Relativistic Rational Extended Thermodynamics of Polyatomic Gases with a New Hierarchy of Moments

TL;DR

This paper develops a relativistic extended thermodynamics framework for polyatomic gases using a new hierarchy of moments, deriving the associated equations, analyzing limits, and exploring applications in cosmology.

Contribution

It introduces a novel hierarchy of moments for relativistic polyatomic gases, derives the moment equations, and establishes the system's well-posedness and hyperbolicity.

Findings

The system is symmetric hyperbolic near equilibrium.

The ultra-relativistic and classical limits are characterized.

A simplified 6-moment subsystem models bulk viscosity effects.

Abstract

A relativistic version of the rational extended thermodynamics of polyatomic gases based on a new hierarchy of moments that takes into account the total energy composed by the rest energy and the energy of the molecular internal mode is proposed.

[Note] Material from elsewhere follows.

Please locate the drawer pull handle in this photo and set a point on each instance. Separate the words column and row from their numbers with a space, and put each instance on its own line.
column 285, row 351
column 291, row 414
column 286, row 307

The moment equations associated with the Boltzmann-Chernikov equation are derived, and the system for the first $15$ equations is closed by the procedure of the maximum entropy principle and by using an appropriate BGK model for the collisional term. The entropy principle with a convex entropy density is proved in a neighborhood of equilibrium state, and, as a consequence, the system is symmetric hyperbolic and the Cauchy problem is well-posed. The ultra-relativistic and classical limits are also studied. The theories with $14$ and $6$ moments are deduced as principal subsystems. Particularly interesting is the subsystem with $6$ fields in which the dissipation is only due to the dynamical pressure. This simplified model can be very useful when bulk viscosity is dominant and might be important in cosmological problems. Using the Maxwellian iteration, we obtain the parabolic limit, and the heat conductivity, shear viscosity, and bulk viscosity are deduced and plotted.